- Film poster
- Directed by: Vara Mullapudi
- Screenplay by: V. Vijayendra Prasad M. Rathnam Sai Vidhyarthi
- Story by: V. Vijayendra Prasad
- Produced by: A. Bharati
- Starring: N. T. Rama Rao Jr. Genelia Shriya Ramya Krishna
- Cinematography: K. Ravindra Babu
- Edited by: Kotagiri Venkateswara Rao
- Music by: Devi Sri Prasad
- Release date: 14 January 2005;
- Running time: 161 minutes
- Country: India
- Language: Telugu

= Naa Alludu =

2005 Indian film by Vara Mullapudi

Naa Alludu is a 2005 Indian Telugu-language action comedy film directed by Vara Mullapudi. The film stars N. T. Rama Rao Jr., Shriya, and Genelia with Ramya Krishna, Suman, Rajiv Kanakala, Charan Raj, Brahmanandam, and Ali in supporting roles. It received mixed-to-negative reviews and was a box-office bomb.

==Plot==
Karthik challenges a level-headed industrialist named Bhanumati that he would marry either of her daughters to take revenge on her for insulting him in his interview to get a job in her company. Meghana falls for Karthik just for the one accidental kiss he gives her. The younger one, Gagana, too follows suit, and now, Karthik has a grip over both of Bhanumati's daughters. Competing with him is Bhanumati's nephew Rahul, whose father Jayaraj encourages him to chase his cousins and marry either of them to inherit their property. It is revealed in the flashback that Bhanumati leaves her husband Venkayya Naidu and that Karthik (Suryam) is her nephew. How the responsible son-in-law sets his mother-in-law right and eliminates the villains from the game is what the story is about.

== Cast ==

- N. T. Rama Rao Jr. as Karthik (Suryam) alias Thenga Vandi Murugan
- Genelia D'Souza as Gagana, Bhanumati And Chandram's daughter (Voice Dubbed by Sunitha)
- Shriya Saran as Meghana, Bhanumati And Chandram's daughter (Voice Dubbed by Gopika Poornima)
- Ramya Krishna as Bhanumathi Devi, Gagana And Mehgana's mother (Voice Dubbed by Saritha)
- Suman as Venkayya Naidu, Bhanumathi's husband, Gagana And Meghana's father
- Rajiv Kanakala as Rahul
- Charan Raj as Jayaraj
- Brahmanandam as New Zealand inspector Lolakullu
- Ali as Lingappa aka Dongappa, Karthik's friend
- Nassar as Sripathi, Karthik's Father
- Sudha as Lakshmi, Sripathi's wife
- Krishna Bhagawan as Alahari
- Kota Srinivasa Rao as Bilahari
- Teja Sajja as Suryam and Chandram
- Hema as Alahari's wife
- Rallapalli as the temple priest
- Ananth

==Production ==
The muhurat shot of the film took place on 29 May 2004 and the film was titled as Alludu.

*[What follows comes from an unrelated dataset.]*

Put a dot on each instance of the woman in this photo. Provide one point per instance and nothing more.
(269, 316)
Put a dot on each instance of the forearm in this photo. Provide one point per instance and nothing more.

During a 2024 interview, Shriya shared an incident involving the film's producer, who attempted suicide by jumping into a lake due to financial issues related to the film's excessive budget. She recalled that while she and Genelia were preparing to collect payments from the producer, he had already jumped into the lake but was fortunately rescued.

==Music==
The music was composed by Devi Sri Prasad and released by Aditya Music. The audio release function was held in Araku with B. Gopal as the chief guest.

Track list
| No. | Title | Lyrics | Singer(s) | Length |
|---|---|---|---|---|
| 1. | "Andhala Bomaro" | Vennelakanti | Venu Srirangam, Sumangali | 4:21 |
| 2. | "Sayya Sayyare" | Sahithi | Karthik, Malathy Lakshman | 5:59 |
| 3. | "Kandhi Chenu Kada" | Sahithi | Jassie Gift, Kalpana | 6:13 |
| 4. | "En Peru Murugan" | Sahithi | Shankar Mahadevan, Grace Karunas | 4:56 |
| 5. | "Nadumu Chooste" | Veturi | Tippu, K. S. Chithra | 4:56 |
| 6. | "Pattuko Pattuko" | Veturi | Ranjith, Padmavathi | 4:17 |
| 7. | "Pilla Choodu" | Sahithi | Mano, Prasanna Rao, Kalpana | 3:59 |
| Total length: |  |  |  | 34:41 |

== Reception ==
A critic from Sify wrote that "But of you are looking for entertainment without any sense of logic packaged with crude jokes and double meaning dialogues you may like it, but the censors have cut a good part of it! Alas Naa Alludu isn't sinfully exciting enough!" Jeevi of Idlebrain.com rated the film two out of five and wrote that "On a whole, this film disappoints". A critic from Indiaglitz wrote that "Naa Alludu as a film is a simple and straightforward waste of time. Period". A critic from Full Hyderabad rated the film one out of ten and wrote that "Naa Alludu is so bad, you wouldn't watch it even if you were 100% sure that no one would ever find out".

==Dubbed versions==
The film was dubbed and released in Tamil as Madurai Mappilai and in Hindi as Main Hoon Gambler.